Several hon. Members rose

Mrs. Dean: I want to allow other Members to speak and I have given way quite a lot, so I shall continue.

I want to ask the Minister not only about the new strategy addressing the issues I have raised, but about what specific steps he will take to address the lack of autism training for teachers, social workers and NHS professionals—and also other professionals, such as those at Jobcentre Plus, as the hon. Member for Putney (Justine Greening) mentioned—so that they are capable of working with young and old people with autism. Will the Minister meet representatives from the relevant professional bodies and discuss possible actions to address that lack?

The autism strategy is a once-in-a lifetime opportunity to effect a step change in service provision for people with autism, and improve the outcomes for them. I look forward to working together to provide solutions for children, adults, parents and carers affected by autism throughout the country.

10.49 am

Annette Brooke (Mid-Dorset and North Poole) (LD): May I start by congratulating the hon. Member for Chesham and Amersham (Mrs. Gillan) on introducing this Bill, and for the vast amount of detailed work she has obviously undertaken? We must also all reflect on the point she made that autism touches many people’s lives.

The Bill has undoubtedly been a catalyst for the Government bringing forward a raft of proposals and, like others, I welcome them. They cover both children and adults, straddling the Department for Children, Schools and Families and the Department of Health, which is very important. This Government have really taken the agenda for children with special educational needs forward. All that is acknowledged.

In the past year, we have had many debates on special educational needs and children with disabilities, and in most of them we have raised issues relating to autism and to children with autism in particular.
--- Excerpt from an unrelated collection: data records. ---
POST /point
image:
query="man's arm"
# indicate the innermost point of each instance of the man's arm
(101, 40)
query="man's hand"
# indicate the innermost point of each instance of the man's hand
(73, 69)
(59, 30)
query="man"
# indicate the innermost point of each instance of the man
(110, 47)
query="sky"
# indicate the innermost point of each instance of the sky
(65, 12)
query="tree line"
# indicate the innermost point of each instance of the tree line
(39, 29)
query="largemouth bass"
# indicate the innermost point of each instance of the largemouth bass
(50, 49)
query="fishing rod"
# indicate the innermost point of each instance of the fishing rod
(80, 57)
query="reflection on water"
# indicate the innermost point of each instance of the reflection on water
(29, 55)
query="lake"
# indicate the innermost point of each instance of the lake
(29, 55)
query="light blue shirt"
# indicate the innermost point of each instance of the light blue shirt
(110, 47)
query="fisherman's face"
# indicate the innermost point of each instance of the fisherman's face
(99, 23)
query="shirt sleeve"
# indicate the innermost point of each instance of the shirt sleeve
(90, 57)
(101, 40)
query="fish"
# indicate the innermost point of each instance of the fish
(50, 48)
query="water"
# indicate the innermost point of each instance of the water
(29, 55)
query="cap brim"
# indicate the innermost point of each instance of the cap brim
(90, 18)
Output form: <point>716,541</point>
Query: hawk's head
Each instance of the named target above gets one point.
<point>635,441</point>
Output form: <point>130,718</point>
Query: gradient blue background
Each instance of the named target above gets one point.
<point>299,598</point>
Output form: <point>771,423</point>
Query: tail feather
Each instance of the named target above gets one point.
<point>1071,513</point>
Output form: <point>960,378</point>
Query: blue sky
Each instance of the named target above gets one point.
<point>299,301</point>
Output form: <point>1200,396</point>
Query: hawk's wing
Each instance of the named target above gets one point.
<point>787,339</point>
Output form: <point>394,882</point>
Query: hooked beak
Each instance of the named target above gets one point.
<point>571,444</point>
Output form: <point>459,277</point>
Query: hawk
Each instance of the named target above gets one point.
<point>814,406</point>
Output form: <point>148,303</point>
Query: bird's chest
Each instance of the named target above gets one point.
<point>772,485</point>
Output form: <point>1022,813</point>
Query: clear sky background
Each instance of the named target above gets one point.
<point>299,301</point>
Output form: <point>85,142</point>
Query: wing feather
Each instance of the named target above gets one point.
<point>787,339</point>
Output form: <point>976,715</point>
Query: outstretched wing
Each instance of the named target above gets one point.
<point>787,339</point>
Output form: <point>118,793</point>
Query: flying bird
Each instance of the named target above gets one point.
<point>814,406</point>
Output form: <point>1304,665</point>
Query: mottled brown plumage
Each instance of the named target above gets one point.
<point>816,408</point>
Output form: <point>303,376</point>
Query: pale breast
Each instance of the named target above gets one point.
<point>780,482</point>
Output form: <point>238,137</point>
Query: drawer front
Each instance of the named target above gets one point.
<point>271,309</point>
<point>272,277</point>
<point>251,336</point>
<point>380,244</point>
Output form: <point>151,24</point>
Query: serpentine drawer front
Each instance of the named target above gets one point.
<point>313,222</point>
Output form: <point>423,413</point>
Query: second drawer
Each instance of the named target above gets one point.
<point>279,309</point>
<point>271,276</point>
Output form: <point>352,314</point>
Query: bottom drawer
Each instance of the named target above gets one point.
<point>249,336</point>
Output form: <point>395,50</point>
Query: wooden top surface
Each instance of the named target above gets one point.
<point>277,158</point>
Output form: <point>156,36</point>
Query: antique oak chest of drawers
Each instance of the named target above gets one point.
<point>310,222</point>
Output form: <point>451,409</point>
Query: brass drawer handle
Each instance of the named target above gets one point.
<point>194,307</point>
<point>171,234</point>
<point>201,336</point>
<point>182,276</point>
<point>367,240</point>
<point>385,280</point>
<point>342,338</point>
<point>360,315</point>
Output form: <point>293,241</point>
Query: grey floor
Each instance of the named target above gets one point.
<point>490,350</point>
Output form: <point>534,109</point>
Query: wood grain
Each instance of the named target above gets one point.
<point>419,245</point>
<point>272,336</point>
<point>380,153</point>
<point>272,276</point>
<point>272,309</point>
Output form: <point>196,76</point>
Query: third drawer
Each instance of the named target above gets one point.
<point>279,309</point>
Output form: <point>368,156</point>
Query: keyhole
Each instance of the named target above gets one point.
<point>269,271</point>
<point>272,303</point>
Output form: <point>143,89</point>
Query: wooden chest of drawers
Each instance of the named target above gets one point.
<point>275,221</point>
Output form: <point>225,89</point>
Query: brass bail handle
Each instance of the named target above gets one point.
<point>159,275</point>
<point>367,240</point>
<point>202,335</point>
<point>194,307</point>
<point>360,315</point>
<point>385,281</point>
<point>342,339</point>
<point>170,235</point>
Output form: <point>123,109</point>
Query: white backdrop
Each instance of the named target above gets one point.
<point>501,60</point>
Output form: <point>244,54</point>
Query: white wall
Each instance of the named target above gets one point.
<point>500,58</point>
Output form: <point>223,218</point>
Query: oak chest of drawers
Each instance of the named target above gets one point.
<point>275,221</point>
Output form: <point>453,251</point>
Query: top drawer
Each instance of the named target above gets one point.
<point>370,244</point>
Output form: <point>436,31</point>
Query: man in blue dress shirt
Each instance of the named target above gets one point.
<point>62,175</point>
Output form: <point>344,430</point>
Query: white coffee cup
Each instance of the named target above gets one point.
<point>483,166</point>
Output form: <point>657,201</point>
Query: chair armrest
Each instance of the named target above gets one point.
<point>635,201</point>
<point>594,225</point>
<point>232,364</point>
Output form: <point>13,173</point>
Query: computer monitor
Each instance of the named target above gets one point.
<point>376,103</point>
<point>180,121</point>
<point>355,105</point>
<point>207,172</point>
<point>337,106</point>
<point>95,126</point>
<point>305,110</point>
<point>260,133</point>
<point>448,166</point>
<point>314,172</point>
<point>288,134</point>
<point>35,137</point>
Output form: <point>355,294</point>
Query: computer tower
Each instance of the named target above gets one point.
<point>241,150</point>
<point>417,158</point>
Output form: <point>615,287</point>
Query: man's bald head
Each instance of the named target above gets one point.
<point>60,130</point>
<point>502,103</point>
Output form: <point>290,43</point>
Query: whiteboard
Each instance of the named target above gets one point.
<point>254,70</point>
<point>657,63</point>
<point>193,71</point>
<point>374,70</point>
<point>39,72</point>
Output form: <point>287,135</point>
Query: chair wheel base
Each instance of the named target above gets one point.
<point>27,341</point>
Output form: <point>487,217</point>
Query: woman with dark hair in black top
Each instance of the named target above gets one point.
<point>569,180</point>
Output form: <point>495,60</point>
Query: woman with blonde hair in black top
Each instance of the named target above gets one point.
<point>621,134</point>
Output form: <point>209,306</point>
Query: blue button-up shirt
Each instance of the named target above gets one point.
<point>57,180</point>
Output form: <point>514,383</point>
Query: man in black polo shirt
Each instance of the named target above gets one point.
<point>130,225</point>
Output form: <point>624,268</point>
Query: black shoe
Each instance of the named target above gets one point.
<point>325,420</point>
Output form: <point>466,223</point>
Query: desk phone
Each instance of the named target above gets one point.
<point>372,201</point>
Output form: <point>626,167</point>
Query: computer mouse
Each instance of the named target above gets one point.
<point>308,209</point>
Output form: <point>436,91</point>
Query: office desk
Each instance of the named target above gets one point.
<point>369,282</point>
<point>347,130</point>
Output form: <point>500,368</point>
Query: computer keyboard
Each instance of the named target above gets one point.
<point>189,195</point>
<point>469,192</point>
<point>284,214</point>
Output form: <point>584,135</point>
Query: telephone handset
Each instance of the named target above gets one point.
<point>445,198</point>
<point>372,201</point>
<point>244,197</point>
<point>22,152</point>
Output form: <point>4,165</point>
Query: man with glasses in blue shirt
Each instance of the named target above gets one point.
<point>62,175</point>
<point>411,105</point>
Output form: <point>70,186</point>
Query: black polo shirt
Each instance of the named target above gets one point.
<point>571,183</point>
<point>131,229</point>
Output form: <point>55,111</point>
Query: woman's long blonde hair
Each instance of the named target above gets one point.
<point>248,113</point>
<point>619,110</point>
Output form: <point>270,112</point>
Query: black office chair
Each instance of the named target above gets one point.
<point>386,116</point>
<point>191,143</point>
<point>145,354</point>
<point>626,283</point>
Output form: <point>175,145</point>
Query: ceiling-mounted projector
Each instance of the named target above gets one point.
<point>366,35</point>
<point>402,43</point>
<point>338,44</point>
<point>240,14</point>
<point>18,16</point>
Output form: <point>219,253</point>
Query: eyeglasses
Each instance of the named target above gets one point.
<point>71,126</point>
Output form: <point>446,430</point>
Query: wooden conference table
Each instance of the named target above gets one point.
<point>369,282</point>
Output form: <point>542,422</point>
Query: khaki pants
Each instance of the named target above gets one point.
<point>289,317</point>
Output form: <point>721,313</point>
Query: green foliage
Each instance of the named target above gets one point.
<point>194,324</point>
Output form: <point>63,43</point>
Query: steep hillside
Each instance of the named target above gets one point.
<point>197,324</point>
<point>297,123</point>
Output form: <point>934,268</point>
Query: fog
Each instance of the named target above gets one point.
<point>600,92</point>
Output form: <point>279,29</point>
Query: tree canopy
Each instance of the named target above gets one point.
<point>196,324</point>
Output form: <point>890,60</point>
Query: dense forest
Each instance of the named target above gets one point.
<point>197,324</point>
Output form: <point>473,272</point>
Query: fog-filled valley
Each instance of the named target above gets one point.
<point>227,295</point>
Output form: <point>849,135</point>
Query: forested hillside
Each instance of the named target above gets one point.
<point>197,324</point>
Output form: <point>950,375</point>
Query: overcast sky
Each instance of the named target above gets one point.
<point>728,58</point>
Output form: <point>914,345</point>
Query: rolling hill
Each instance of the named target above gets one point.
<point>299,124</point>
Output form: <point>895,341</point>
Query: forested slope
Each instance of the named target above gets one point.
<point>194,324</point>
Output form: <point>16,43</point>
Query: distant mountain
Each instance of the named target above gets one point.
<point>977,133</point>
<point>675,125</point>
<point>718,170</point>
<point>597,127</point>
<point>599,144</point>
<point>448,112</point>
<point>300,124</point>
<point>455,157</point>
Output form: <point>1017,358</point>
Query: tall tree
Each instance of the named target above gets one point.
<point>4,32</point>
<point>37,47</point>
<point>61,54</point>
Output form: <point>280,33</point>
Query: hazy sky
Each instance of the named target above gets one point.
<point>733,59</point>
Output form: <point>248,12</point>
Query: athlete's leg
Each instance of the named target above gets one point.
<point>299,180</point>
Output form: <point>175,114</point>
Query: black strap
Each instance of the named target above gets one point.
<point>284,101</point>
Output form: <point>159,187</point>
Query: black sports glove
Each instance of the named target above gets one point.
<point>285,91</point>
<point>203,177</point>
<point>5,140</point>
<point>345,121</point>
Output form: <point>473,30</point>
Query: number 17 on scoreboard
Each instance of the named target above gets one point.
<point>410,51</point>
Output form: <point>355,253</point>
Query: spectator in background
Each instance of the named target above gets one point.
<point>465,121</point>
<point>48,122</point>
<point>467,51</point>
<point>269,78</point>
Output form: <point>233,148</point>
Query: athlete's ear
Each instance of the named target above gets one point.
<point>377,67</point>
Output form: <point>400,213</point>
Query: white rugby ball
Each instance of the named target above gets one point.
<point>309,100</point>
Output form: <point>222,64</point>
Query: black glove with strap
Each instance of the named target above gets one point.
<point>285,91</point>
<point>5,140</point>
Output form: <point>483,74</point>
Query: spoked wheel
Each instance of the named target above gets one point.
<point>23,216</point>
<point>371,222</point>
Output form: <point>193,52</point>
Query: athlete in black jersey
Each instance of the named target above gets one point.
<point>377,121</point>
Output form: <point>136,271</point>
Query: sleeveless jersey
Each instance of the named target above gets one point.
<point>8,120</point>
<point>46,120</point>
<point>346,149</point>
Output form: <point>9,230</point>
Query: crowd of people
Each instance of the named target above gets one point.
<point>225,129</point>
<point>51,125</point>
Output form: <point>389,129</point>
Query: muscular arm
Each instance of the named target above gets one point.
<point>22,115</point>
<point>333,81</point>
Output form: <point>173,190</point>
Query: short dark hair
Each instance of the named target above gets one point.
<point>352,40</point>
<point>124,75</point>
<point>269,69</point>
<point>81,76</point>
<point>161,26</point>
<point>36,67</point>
Let us consider the statistics that I and others have quoted on previous occasions. Some 45 per cent. of parents of children with autism say that it takes more than a year to receive support, and 50 per cent. of parents feel that their child is not in the right setting. More than one in five children with autism are excluded from school, 67 per cent. more than once. More than 40 per cent. of children on the autistic spectrum are bullied. An estimated one in 100 school-age children is on the autism spectrum. It is a developmental disorder—a hidden disability that is particularly reflected in a lack of social skills in certain settings.

We have been assisted in all our debates by the unstinting work of the National Autistic Society, and by TreeHouse in particular. I congratulate them on their continuing work.